Motorola Moto One
The One you’ve waited for
One phone’s number comes up
When a product name gets cut to a single word, and that word is ‘One’, expectations will be tough to live up to. That goes double for the Moto One, successor to the Moto G line that led the budget smartphone field for years.
Like last year’s Moto G6 Plus, the One has a 5.9in screen. But its resolution is a less-than-full HD 720x1520 pixels and colours aren’t very accurate, although it’s bright. The 19:9 aspect ratio is even more stretched than the fashionable 18:9, but the large notch at the top is still annoying, and there’s a border at the bottom as well. The glass back (in black or white) gets grubby quickly and doesn’t feel quite integrated with the metal frame.

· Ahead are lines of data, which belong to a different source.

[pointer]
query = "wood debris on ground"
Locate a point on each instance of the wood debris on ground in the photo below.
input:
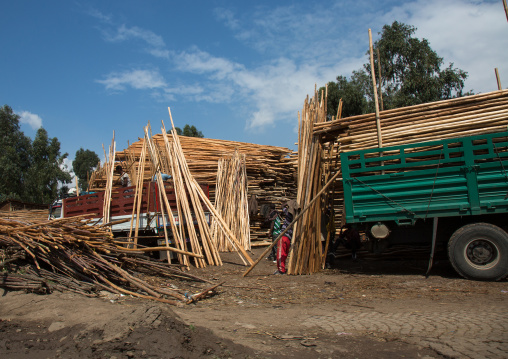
(74, 255)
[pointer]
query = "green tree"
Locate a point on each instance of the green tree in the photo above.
(411, 74)
(85, 161)
(411, 70)
(15, 150)
(46, 172)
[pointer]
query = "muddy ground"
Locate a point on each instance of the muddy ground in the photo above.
(368, 308)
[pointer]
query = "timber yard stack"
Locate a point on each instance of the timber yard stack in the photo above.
(319, 152)
(306, 254)
(464, 116)
(270, 171)
(71, 254)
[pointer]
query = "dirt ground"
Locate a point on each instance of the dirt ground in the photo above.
(358, 309)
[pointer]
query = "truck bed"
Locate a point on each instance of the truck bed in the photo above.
(456, 177)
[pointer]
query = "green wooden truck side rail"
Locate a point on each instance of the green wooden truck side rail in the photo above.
(453, 177)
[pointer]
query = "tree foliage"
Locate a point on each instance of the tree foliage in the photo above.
(45, 172)
(15, 150)
(85, 161)
(29, 171)
(411, 74)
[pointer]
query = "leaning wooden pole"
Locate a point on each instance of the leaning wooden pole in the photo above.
(380, 82)
(374, 87)
(498, 79)
(316, 197)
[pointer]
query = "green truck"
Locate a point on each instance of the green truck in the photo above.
(452, 192)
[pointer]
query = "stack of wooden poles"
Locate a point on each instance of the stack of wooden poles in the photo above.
(270, 171)
(192, 234)
(464, 116)
(306, 254)
(71, 254)
(231, 201)
(320, 144)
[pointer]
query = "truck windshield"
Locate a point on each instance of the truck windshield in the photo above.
(56, 212)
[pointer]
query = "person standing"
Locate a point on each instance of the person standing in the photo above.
(288, 214)
(275, 228)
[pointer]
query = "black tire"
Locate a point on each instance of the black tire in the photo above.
(479, 251)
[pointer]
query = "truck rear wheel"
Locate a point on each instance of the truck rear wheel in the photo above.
(479, 251)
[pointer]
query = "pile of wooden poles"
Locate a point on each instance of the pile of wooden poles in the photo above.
(306, 255)
(192, 236)
(270, 170)
(464, 116)
(71, 254)
(231, 202)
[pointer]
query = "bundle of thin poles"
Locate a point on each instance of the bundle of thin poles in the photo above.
(463, 116)
(306, 255)
(270, 170)
(71, 254)
(231, 202)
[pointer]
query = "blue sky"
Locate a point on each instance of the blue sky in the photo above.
(237, 70)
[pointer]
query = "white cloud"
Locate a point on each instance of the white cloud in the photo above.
(156, 45)
(33, 120)
(311, 44)
(200, 62)
(136, 79)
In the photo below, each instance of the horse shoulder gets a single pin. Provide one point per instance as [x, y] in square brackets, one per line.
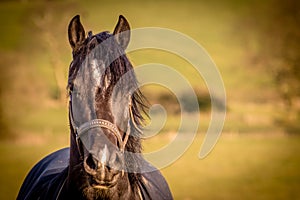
[40, 179]
[154, 186]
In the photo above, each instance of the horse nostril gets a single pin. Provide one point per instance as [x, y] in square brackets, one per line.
[91, 163]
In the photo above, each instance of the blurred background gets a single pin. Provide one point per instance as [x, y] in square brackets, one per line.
[255, 45]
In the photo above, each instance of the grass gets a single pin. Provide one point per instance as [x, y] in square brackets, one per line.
[245, 166]
[254, 159]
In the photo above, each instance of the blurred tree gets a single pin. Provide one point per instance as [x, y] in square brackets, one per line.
[277, 27]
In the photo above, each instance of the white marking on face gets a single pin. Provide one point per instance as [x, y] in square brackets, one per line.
[96, 71]
[104, 154]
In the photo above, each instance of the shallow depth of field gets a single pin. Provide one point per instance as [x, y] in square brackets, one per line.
[253, 43]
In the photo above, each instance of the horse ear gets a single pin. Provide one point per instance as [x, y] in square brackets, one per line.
[76, 33]
[122, 32]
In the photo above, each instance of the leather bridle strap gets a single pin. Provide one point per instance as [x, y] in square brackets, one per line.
[103, 124]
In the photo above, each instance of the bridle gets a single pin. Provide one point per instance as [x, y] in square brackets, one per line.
[83, 128]
[80, 130]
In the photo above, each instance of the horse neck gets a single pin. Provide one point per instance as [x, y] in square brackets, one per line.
[126, 188]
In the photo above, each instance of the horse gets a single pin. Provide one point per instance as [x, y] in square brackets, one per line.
[106, 113]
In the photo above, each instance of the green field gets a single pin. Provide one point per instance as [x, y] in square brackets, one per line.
[255, 158]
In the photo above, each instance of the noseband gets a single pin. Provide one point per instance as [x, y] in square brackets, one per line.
[103, 124]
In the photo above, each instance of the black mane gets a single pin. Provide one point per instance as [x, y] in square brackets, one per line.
[115, 70]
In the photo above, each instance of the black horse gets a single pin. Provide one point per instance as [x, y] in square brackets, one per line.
[105, 112]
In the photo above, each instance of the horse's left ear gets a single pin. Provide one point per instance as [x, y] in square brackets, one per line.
[122, 32]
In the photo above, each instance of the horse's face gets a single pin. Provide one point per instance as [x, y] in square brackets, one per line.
[100, 101]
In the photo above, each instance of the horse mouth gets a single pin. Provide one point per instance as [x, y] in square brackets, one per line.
[100, 184]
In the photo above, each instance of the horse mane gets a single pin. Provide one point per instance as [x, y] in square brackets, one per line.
[115, 70]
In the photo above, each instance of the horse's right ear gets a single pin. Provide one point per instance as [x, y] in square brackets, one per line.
[76, 33]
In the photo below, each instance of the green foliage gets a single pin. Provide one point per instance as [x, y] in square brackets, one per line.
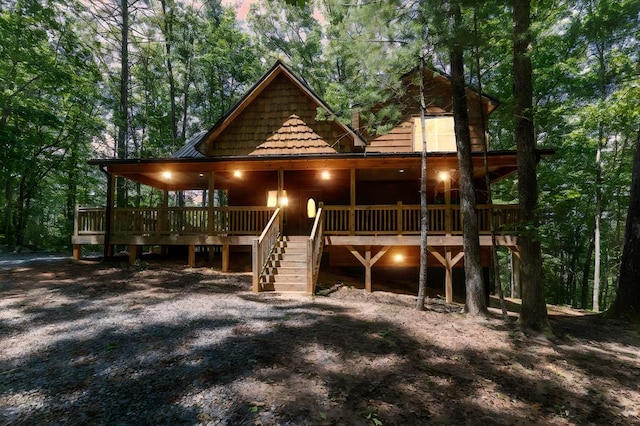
[48, 119]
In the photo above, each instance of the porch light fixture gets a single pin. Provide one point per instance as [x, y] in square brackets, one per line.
[273, 201]
[284, 200]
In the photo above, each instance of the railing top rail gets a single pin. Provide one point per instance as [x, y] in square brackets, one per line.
[274, 217]
[316, 224]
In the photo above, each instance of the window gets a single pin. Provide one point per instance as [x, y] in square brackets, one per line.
[440, 134]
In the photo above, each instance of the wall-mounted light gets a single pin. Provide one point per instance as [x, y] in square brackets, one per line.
[273, 201]
[284, 200]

The rear dual camera is at the top left, eschewing the G6’s distinctive centre circle, just above a fingerprint reader built into the Motorola logo (which supports payments). There’s nothing exceptional here, but we were happy with our photos and videos. A mid-range Snapdragon 825 processor runs Android 8.1 smoothly, though games aren’t a strong point, and under Google’s Android One scheme you’ll get free updates at least to version 10.
The Moto One’s standout feature might be battery life, at 17 hours 30 minutes in our video-playback test. If that sounds a bit dull, well, yes. But, discounted at the time of writing from £269 to £229 and selling widely at £210, a lack of direct rivals makes the One a winner by default.